5 axiomes de communication

5 axiomes de communication

Il sera utile de porter notre attention sur cinq axiomes de base de la communication décrits par l’étude classique de Paul Watzlawick, Janet Beavin et Don Jackson ((1967). Chaque axiome a des implications fonctionnelles et est essentiel à la compréhension du processus de communication.

Axiome 1 : Vous ne pouvez pas ne pas communiquer

Il est courant de supposer que nous communiquons uniquement parce que nous voulons communiquer et que toute communication est intentionnelle et consciemment motivée.

C’est souvent vrai, mais tout aussi souvent, nous communiquons sans en avoir conscience et parfois même sans le vouloir. Chaque fois que nous sommes impliqués dans une interaction, nous devons réagir d’une manière ou d’une autre.

Même si nous choisissons de ne pas répondre verbalement, de maintenir un silence absolu et d'essayer de ne pas bouger le moindre muscle, notre manque de réponse est en soi une réponse, constitue donc un message, influence les autres et communique donc.

En d’autres termes, nous ne pouvons jamais volontairement arrêter de nous comporter, car le comportement n’a pas de contraire. Nous utilisons certains symptômes comme forme de communication.

Cependant, quels que soient nos efforts, nous ne pouvons pas communiquer, car tout comportement est une communication et, par conséquent, un message.

Axiome-2 : Chaque interaction a une dimension de contenu et une dimension relationnelle

Le contenu d'une communication est son niveau d'information ou niveau de données ; il décrit le comportement attendu en réponse. En revanche, le niveau relationnel d’une communication indique comment l’échange doit être interprété ; cela signale ce qu’une personne pense de l’autre.

Par exemple, « Fermez la porte » est une directive dont le contenu demande au destinataire d'effectuer une certaine action.

Cependant, la communication « Fermez la porte » peut être émise de plusieurs manières : un ordre, un plaidoyer, une demande, une entrée ou un arrêt. Chaque mode de livraison en dit long sur la relation entre la source ou l'expéditeur et le destinataire.

De cette façon, nous donnons constamment aux autres des indices sur la façon dont nous nous percevons par rapport à eux.

Axiome-3 : Chaque interaction est définie par la façon dont elle est ponctuée

Même si nous comprenons que la communication est continue, nous agissons souvent comme s’il existait un point de départ identifiable ou une cause traçable pour une réponse particulière.

En fait, dans de nombreuses interactions de communication, il est extrêmement difficile de déterminer ce qu’est un stimulus et ce qu’est une réponse. Ce qui est un stimulus pour l’un est une réponse pour l’autre. Nous partageons ou ponctuons tous une expérience particulière de manière quelque peu différente parce que chacun de nous la « voit » différemment.
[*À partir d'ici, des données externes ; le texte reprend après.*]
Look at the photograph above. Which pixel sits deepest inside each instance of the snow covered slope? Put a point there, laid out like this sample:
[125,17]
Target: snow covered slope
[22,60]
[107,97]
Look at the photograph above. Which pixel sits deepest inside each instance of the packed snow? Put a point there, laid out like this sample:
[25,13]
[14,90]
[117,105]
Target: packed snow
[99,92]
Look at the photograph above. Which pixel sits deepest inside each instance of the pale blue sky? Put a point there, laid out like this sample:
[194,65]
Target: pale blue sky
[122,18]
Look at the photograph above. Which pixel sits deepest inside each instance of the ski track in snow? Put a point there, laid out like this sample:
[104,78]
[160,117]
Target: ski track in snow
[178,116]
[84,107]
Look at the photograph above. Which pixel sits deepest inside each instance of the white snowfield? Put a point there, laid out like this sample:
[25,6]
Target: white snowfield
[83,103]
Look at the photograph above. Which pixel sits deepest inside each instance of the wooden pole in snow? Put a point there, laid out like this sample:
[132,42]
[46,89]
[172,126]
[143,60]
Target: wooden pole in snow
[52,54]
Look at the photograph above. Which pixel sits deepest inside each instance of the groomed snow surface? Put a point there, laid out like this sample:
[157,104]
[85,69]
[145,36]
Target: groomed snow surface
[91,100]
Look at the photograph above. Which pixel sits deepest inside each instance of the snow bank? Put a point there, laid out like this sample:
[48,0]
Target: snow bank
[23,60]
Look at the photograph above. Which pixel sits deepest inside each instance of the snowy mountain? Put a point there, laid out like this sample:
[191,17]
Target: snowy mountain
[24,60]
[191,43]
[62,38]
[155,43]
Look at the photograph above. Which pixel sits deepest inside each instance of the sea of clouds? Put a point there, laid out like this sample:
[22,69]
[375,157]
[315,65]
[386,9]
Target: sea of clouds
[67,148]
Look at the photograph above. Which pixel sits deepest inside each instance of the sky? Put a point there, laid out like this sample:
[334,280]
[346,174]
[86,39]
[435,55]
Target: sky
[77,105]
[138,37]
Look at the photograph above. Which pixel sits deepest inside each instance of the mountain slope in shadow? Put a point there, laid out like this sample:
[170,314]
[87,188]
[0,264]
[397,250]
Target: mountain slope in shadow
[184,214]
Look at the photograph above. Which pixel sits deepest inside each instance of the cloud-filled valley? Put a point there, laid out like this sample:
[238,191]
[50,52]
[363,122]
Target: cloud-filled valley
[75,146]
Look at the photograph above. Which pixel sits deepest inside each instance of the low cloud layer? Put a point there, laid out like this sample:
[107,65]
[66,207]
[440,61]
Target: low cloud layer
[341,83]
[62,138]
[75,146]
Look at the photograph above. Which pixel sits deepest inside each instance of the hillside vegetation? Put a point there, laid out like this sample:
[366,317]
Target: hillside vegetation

Ainsi, chaque fois que vous suggérez qu’une certaine communication a commencé à cause d’un stimulus particulier, vous oubliez que la communication n’a pas de point de départ ni de point d’arrivée clairement distincts. N'oubliez pas que la communication est circulaire : une série d'événements continus et continus.

Axiome-4 : Les messages sont constitués de symboles verbaux et d'indices non verbaux

Lorsque nous parlons aux autres, nous nous retrouvons avec deux types de messages : (1) des symboles (mots) verbaux discrets, numériques et (2) des signaux continus, analogiques et non verbaux.

Le contenu du message est plus susceptible d’être communiqué via le système numérique. En revanche, le niveau relationnel du message est plus susceptible de passer par le système analogique.

Axiome-5 : Les interactions sont soit symétriques, soit complémentaires

Les termes symétrique et complémentaire représentent deux catégories de base dans lesquelles toutes les interactions de communication peuvent être divisées. Chaque type d’interaction remplit des fonctions importantes, et les deux seront présents dans une relation saine.

Lors d’une rencontre de communication, si le comportement de l’autre personne reflète le comportement d’une seule personne, il y a une interaction symétrique. En revanche, si le comportement d’un interaction précipite un comportement différent chez l’autre, on parle alors d’interaction complémentaire.

Dans une relation complémentaire, vous et votre partenaire adoptez des comportements opposés, votre comportement servant à susciter le comportement de l'autre ou vice versa.